RECIPE: White Chocolate, Blackberry and Mango Pavlova
EQUIPMENT:
Piping bag and nozzle (optional)
Oven set to 120c
INGREDIENTS:
Ingredients
Meringue
4 Large egg whites
225g Caster sugar
White Chocolate Chantilly
300g Chocolate
900ml Double Cream
Mango & Orange Blossom Coulis
2 Fresh Mangos
25g Light brown sugar
1 Tsp Orange Blossom Extract
1 Punnet of Blackberries (for decoration)
METHODS:
For the Meringue…
To make your meringue, whip the egg whites in a clean bowl until foamy. Gradually add the sugar and whip until firm peaks (test the mix by rubbing some through two fingers, if there are no sugar crystals it’s good to go!)

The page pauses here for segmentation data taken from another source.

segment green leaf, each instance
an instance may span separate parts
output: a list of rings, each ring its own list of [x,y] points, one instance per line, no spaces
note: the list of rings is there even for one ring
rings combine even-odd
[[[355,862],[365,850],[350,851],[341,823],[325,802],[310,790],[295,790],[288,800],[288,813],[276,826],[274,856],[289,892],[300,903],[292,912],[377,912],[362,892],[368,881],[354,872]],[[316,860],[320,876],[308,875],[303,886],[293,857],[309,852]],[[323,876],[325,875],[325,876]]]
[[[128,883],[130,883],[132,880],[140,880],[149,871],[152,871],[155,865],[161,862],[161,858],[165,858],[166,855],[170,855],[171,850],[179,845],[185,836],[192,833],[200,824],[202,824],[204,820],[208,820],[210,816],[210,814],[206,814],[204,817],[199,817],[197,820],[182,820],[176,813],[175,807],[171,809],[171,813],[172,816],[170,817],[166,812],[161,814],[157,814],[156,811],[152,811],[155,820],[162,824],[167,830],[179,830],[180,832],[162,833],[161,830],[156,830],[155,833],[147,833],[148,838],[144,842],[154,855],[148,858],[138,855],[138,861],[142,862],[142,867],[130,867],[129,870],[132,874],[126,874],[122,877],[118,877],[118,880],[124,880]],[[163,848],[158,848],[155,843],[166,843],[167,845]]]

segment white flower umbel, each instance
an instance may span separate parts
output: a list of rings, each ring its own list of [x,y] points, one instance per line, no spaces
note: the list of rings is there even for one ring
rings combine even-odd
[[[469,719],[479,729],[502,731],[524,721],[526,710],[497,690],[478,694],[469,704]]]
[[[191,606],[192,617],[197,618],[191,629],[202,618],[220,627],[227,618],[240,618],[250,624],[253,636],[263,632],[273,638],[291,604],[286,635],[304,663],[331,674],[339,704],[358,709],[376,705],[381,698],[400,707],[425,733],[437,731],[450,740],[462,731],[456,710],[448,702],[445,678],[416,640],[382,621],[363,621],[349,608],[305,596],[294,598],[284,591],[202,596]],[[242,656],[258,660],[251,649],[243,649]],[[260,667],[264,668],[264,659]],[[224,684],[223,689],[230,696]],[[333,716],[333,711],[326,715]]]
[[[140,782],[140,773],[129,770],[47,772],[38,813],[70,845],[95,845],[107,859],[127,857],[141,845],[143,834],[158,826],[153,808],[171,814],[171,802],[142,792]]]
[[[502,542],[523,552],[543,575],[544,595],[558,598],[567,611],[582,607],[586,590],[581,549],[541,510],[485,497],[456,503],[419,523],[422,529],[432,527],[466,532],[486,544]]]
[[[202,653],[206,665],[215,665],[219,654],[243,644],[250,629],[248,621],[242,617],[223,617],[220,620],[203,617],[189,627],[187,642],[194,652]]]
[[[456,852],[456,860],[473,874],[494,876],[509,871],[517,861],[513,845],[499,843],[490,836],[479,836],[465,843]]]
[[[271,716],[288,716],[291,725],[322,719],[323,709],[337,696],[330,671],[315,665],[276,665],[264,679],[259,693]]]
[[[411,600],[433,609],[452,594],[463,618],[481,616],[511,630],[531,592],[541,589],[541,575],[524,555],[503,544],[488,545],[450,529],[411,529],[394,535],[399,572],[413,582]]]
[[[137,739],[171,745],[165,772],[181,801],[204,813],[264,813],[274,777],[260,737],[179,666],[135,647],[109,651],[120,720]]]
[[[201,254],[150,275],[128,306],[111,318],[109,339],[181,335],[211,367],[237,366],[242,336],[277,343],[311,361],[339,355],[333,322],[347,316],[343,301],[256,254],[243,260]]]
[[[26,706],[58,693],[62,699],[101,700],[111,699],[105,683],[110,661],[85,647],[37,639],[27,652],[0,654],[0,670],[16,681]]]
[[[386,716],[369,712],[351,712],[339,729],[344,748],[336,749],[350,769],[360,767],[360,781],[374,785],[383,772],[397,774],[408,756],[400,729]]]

Pipe or spread across your baking tray. Bake in your preheated oven for 1 hour then turn off the oven leave for a further hour. Store, covered at room temperature until needed.
For the White Chocolate Chantilly…
Make the white chocolate Chantilly, heat the cream in a pan until steaming, pour over the chocolate, leave to set for a few minutes before mixing to combine. Chill completely before whipping and topping your meringue.
For the Coulis…
To make the coulis, prepare the mango, chop up and blitz together with the sugar until smooth, fold through the fresh passionfruit and use to drizzle over the pavlova.
Finish with the fresh blackberries and grated white chocolate and serve straightaway!